Pour la première fois depuis des années, le suspense est total…

J’adore ! Je me dis que tout le monde va être en haleine jusqu’à la dernière minute. Avant le lauréat recevait un coup de fil une semaine avant et faisait la séance photo avec France Football. Là, le gagnant l’apprend en même temps que tout le monde. C’est super pour l’émotion. Le suspense reste entier jusqu’au dernier moment. Même nous avec Didier, on va le découvrir dans l’enveloppe et je trouve ça super.

"J’aurais adoré donner le Ballon d’Or à Zidane"

Une édition sans Cristiano Ronaldo et Lionel Messi parmi les nommés, ça fait bizarre non ?

L’ère Ronaldo et Messi est passée. Ils ont été assez récompensés dans leur carrière. Ronaldo a eu cinq Ballon d’Or, Messi huit. Ils ont marqué l’histoire du football, maintenant, place à d’autres !

Chez les femmes, le trophée devrait encore prendre la direction de Barcelone pour la quatrième année consécutive. Quel regard portez-vous sur la domination du club catalan sur le football féminin ?

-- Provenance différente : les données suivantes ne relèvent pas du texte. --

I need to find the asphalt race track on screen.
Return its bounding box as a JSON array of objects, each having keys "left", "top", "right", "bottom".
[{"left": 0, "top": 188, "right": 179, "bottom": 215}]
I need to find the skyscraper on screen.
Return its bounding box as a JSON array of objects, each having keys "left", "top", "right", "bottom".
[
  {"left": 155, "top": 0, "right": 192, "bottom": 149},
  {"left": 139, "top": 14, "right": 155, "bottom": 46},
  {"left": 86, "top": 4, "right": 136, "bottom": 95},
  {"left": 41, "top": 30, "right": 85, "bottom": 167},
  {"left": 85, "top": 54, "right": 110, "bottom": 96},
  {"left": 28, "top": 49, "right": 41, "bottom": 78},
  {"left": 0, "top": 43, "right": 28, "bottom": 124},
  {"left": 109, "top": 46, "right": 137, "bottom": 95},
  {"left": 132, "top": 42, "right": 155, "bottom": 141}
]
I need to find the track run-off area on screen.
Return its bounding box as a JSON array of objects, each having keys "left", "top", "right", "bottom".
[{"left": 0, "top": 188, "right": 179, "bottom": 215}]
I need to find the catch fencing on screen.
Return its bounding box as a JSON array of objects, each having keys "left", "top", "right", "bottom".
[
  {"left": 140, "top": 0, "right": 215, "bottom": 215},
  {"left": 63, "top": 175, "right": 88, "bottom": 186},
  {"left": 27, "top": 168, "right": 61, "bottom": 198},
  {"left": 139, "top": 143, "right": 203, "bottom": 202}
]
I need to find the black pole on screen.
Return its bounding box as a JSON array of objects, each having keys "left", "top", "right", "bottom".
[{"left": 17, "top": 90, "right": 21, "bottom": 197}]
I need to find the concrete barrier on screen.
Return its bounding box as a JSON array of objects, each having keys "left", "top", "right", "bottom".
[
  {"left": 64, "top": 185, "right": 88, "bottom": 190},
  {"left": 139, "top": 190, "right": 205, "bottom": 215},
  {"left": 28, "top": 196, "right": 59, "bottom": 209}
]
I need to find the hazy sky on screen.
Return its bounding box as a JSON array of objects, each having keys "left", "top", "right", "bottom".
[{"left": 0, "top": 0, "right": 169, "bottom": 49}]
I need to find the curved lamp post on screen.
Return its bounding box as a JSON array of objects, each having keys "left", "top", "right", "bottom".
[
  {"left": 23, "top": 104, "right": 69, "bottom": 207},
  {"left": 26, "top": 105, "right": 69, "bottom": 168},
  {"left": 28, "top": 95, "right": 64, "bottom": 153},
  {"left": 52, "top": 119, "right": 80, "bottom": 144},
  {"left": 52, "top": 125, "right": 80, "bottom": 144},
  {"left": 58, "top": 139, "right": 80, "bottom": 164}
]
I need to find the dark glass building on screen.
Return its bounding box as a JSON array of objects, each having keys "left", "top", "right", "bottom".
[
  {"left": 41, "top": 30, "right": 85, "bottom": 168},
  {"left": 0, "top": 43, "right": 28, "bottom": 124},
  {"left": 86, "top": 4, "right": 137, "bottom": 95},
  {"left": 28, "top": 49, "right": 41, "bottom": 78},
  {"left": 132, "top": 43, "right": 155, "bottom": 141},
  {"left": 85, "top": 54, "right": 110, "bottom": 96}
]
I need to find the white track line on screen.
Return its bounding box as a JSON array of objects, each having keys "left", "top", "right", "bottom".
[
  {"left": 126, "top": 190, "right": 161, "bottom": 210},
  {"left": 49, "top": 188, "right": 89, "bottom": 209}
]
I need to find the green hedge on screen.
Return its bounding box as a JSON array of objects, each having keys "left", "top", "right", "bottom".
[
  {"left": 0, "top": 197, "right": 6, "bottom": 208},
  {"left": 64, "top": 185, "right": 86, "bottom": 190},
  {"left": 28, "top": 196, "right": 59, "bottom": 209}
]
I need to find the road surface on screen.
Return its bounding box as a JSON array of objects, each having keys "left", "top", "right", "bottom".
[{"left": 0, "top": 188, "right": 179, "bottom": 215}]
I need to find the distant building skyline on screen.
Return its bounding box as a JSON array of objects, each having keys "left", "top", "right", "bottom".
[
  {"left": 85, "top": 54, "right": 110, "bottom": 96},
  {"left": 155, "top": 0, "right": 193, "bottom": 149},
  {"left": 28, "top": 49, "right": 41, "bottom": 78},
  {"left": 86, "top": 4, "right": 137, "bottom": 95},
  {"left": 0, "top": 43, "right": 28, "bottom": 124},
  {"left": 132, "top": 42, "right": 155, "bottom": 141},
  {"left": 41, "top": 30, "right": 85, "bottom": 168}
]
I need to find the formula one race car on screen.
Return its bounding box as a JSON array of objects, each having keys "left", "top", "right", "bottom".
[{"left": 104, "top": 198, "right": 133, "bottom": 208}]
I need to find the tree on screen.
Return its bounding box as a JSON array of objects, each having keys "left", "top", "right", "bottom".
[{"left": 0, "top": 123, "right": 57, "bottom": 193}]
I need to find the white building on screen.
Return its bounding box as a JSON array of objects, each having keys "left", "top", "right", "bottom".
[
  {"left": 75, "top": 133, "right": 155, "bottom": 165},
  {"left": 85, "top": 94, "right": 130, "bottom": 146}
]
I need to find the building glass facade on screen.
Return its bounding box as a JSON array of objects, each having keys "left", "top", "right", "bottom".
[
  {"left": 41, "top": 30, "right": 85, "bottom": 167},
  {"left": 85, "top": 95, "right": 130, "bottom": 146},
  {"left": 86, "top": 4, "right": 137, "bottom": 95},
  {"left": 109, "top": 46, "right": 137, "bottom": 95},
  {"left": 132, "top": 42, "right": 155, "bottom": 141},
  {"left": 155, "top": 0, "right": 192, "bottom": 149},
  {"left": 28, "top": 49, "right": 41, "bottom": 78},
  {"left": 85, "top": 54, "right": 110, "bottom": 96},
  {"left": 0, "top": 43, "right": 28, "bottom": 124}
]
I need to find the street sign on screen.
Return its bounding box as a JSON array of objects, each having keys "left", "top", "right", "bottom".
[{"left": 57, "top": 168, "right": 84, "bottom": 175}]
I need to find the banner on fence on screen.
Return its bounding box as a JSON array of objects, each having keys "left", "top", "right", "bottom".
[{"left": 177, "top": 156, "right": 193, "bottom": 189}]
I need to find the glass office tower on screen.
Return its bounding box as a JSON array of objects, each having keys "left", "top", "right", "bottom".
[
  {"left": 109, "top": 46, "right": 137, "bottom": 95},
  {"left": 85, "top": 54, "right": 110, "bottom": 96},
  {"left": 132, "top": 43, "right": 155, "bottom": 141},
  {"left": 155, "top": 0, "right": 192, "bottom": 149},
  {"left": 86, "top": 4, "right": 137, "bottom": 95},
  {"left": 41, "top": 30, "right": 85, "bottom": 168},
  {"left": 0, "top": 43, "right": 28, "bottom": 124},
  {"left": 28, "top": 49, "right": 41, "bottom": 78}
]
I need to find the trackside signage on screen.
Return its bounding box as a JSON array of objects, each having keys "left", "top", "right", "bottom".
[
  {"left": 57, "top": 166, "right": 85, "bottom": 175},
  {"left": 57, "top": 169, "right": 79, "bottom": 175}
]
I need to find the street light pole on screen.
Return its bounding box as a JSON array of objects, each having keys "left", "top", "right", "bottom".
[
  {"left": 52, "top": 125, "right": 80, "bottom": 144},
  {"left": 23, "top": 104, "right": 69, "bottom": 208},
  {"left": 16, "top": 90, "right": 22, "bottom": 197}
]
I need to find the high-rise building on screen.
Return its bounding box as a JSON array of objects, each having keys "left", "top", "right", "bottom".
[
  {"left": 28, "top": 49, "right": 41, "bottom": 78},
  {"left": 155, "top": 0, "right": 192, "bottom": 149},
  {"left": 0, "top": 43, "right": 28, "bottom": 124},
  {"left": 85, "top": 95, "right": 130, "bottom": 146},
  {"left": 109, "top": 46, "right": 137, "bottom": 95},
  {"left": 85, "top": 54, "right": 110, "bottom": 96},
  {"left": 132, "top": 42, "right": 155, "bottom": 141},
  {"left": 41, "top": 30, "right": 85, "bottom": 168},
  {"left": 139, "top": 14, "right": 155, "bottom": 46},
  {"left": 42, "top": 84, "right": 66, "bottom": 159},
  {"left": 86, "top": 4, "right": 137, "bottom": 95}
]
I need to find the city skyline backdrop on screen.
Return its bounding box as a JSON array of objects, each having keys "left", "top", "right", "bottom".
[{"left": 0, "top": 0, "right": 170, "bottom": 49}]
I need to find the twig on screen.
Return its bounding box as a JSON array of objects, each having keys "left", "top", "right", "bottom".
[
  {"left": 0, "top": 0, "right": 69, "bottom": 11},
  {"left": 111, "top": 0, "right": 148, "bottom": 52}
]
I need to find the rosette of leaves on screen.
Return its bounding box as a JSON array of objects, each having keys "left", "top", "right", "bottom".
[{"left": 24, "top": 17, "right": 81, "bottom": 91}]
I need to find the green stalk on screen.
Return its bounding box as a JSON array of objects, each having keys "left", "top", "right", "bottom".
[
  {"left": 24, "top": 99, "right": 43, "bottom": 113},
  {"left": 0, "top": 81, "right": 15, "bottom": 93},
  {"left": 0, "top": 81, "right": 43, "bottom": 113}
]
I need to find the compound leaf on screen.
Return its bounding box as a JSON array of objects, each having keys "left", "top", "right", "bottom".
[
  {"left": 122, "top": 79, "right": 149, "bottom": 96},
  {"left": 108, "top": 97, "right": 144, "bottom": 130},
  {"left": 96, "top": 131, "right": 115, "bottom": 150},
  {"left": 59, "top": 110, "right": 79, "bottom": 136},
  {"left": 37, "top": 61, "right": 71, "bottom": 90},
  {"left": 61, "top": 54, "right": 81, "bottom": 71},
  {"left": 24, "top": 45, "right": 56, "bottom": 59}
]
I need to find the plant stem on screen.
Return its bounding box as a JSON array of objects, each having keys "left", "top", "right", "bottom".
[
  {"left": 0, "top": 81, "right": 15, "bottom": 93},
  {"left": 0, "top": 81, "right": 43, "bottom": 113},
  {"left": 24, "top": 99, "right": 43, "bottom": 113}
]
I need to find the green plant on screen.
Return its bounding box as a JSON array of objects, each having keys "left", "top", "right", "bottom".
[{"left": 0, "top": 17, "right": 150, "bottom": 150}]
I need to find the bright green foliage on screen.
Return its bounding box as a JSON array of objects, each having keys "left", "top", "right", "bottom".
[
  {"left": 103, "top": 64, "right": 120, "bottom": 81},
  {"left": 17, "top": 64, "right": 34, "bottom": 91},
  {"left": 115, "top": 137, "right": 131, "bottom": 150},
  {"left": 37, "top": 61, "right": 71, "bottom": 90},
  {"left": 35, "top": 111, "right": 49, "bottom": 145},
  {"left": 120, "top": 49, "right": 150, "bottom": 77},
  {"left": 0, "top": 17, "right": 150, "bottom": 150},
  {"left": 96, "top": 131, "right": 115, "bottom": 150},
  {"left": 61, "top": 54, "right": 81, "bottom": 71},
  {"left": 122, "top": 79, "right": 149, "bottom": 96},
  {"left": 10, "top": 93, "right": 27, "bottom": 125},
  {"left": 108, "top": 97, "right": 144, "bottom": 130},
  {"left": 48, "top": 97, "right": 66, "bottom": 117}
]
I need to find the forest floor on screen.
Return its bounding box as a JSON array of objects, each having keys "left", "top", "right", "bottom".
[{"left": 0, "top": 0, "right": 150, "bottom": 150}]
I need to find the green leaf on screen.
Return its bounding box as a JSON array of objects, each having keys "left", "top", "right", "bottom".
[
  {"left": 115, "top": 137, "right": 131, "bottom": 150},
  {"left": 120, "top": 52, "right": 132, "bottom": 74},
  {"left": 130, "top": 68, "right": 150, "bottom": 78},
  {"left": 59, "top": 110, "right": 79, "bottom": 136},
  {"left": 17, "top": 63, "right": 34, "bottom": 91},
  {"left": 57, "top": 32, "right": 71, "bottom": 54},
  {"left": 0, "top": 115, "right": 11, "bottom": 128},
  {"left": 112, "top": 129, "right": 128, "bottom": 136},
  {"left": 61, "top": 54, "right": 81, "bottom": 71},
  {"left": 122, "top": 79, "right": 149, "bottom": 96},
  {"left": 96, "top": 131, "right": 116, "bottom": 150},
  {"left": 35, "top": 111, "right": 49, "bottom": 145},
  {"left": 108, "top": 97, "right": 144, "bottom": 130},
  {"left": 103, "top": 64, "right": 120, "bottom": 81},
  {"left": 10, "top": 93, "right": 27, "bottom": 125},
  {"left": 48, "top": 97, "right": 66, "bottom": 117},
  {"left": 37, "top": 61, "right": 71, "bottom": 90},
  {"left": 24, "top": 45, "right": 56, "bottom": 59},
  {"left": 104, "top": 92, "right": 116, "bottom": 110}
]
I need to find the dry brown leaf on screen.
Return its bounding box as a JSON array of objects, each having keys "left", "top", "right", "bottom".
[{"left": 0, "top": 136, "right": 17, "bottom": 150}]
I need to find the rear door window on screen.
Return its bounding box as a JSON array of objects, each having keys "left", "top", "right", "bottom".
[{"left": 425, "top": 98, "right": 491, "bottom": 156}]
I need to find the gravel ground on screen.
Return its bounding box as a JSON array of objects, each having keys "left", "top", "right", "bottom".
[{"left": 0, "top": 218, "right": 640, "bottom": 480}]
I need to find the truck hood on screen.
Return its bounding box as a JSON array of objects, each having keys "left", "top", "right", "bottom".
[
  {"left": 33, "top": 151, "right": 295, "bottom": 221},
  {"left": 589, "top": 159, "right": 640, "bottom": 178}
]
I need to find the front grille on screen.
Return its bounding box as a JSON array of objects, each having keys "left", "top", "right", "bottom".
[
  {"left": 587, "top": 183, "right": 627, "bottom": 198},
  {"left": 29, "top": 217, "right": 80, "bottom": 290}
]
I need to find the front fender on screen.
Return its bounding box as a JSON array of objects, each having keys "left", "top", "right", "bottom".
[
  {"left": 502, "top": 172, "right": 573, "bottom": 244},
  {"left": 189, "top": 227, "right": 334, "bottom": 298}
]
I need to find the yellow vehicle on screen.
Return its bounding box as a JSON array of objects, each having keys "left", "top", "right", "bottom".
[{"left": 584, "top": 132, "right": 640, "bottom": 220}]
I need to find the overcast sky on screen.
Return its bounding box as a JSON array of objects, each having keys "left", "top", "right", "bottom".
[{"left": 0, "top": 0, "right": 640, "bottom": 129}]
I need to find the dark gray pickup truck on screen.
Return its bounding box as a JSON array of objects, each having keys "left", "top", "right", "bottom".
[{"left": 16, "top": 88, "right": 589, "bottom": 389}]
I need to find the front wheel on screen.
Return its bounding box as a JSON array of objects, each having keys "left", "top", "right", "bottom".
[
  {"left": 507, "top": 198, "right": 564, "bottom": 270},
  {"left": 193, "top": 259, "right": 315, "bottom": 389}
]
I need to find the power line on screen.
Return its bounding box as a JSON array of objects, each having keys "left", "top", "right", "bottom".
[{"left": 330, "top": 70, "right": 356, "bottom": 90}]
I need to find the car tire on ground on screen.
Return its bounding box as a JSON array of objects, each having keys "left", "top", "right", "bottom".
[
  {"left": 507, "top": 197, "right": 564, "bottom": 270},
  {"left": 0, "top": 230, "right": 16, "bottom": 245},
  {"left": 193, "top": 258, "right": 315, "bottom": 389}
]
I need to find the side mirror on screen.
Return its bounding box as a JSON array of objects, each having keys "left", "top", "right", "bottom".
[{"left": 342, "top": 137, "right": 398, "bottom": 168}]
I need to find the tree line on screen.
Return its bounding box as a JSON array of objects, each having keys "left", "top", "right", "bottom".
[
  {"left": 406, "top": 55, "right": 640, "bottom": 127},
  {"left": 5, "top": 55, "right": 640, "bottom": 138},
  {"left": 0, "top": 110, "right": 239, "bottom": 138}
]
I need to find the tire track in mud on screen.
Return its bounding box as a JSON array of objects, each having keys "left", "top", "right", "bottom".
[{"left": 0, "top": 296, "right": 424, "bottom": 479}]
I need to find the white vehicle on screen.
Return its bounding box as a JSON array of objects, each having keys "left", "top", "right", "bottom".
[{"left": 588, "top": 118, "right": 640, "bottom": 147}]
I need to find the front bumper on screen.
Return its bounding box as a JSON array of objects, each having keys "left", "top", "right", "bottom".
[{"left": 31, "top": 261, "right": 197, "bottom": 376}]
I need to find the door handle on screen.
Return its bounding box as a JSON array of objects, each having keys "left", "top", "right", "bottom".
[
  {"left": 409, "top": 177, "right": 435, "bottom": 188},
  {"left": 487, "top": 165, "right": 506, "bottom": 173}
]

Tout est extrêmement bien orchestré. Tout est là pour que cette équipe rayonne sur la planète football. Elles sont inarrêtables.

Dans l’histoire des lauréats du Ballon D’or, à quel joueur ou joueuse auriez-vous aimé remettre le trophée ?

J’aurais adoré donner le premier Ballon d’Or féminin à Ada Hegerberg en 2018. C’était un vrai symbole et j’aime beaucoup cette joueuse. Chez les hommes, j’aurais adoré le donner à Zidane. C’est mon footballeur chouchou, c’est celui qui m’a fait aimer le football en 1998 quand j’avais 16 ans. J’espère être encore là quelques années pour le donner peut-être un jour à Kylian Mbappé !

Selon vous, quel joueur dans l’histoire aurait mérité d’avoir un Ballon d’or mais ne l’a jamais eu ?

Didier Drogba ! Il est arrivé quatrième en 2012 lorsqu’il jouait à Chelsea, j’aurais adoré qu’il le gagne. Mais il n’est pas frustré pour autant. Aujourd’hui, il est très content de faire partie de cette histoire.